Rumbold ona “İngilizlerin artık Ankara Hükümeti’nden başka kimseyle görüşmeyeceklerini” bildirdi.
Bunun dışında verebildiği söz “Padişah, ani bir tehlike karşısında tahtını bırakmak ya da bırakmadan çekilip gitmek isterse, kişisel güvenliğinin sağlanacağı” oldu.
Rumbold az sonra Lozan’a gitti.
Gitmeden önce Harrington’a (İstanbul İşgal Kuvvetleri Komutanı) “Padişahın hayatından sorumlu olacağını” söyledi.
Eğer durum daha ciddileşirse, Padişah, bağlılığına güvendiği mızıkacıbaşısıyla Harrington’a haber yollayacaktı. (Vahdettin’in en güvendiği kültür adamı müzisyeni olması devletin ne halde olduğuna bir kanıttır.

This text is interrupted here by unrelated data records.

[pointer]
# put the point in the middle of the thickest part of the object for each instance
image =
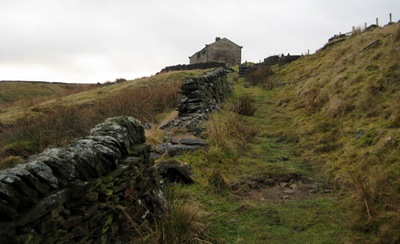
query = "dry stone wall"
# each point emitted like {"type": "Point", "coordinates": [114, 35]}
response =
{"type": "Point", "coordinates": [82, 192]}
{"type": "Point", "coordinates": [200, 95]}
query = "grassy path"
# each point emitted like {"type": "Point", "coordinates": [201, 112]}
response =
{"type": "Point", "coordinates": [263, 193]}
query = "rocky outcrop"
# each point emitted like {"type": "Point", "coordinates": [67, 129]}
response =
{"type": "Point", "coordinates": [200, 95]}
{"type": "Point", "coordinates": [82, 192]}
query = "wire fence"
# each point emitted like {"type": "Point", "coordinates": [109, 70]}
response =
{"type": "Point", "coordinates": [378, 21]}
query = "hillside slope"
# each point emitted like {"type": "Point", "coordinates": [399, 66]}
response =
{"type": "Point", "coordinates": [346, 119]}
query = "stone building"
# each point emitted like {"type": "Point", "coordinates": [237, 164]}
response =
{"type": "Point", "coordinates": [222, 50]}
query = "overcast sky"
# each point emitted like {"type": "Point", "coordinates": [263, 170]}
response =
{"type": "Point", "coordinates": [90, 41]}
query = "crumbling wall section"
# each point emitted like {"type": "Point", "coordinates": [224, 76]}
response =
{"type": "Point", "coordinates": [83, 192]}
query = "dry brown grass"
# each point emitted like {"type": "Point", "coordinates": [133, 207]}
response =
{"type": "Point", "coordinates": [261, 75]}
{"type": "Point", "coordinates": [245, 105]}
{"type": "Point", "coordinates": [182, 222]}
{"type": "Point", "coordinates": [229, 131]}
{"type": "Point", "coordinates": [357, 92]}
{"type": "Point", "coordinates": [64, 122]}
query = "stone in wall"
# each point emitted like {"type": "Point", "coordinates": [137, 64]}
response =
{"type": "Point", "coordinates": [84, 191]}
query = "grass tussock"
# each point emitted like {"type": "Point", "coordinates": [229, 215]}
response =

G.C)
KADERDEN KAÇIŞ YOK
Vahdettin hâlâ kaderinden kurtulmaya çalışarak, mabeyincisini Refet Paşa’ya gönderdi.
Ve “Gazi ile hemen görüşmek istediğini” bildirdi.
“Ankara’dan gelecek bir temsilciyi kabul etmeye de hazırdı, Gazi’ye bunu mektup ya da telgrafla açık olarak bildirecekti.”
Fakat hiçbir mektup gelmedi; Refet Paşa da “Padişah’ın yakında kaçmak niyetinde olduğunu” anladı.
Bunun üzerine Sultan’ın deniz yaverini “onun yaptıklarını gözlemekle” görevlendirdi.
“Yaver, yakalanır da görevinden atılacak olursa, ona başka bir iş bulmaya” söz verdi.
SON CUMA
Padişah 10 Kasım’da sanki hiçbir şey olmamış gibi cuma selamlığında bulundu.
Yüzü berbattı.
Rengi, Padişah değil de gölgesi denecek kadar solmuştu.
Az sonra mızıkacıbaşı Harrington’a giderek “Sultan’ın kendisini tehlikede gördüğünü ve İngilizlerden onu alıp hemen götürmelerini istediğini” söyledi.
Harrington mızıkacıbaşının elinden bir de kâğıt aldı.
Mektup şöyleydi:
“Dersaadet (İstanbul) İşgal Orduları Başkomutanı General Harrington Cenaplarına…
İstanbul’da hayatımı tehlikede gördüğümden İngiltere Devleti fahimesine iltica ve biran evvel İstanbul’dan mahall-i ahara naklimi (başka bir yere götürülmemi) talep ederim efendim.”
Harrington şimdi “son Padişah’ı saraydan canlı olarak çıkarmak” sorunuyla karşı karşıya kalmıştı.
Bu da Saray iyice koruma altında ve milliyetçi ajanların göz hapsinde bulunduğu için kolay bir iş değildi.
Harrington emrindeki subaylardan bir kaçına açılarak buna göre bir plan kurdu.
SON GECE
Padişah maiyetindekilere “o geceyi Merasim Köşkü’nde geçirmek istediğini” söyledi.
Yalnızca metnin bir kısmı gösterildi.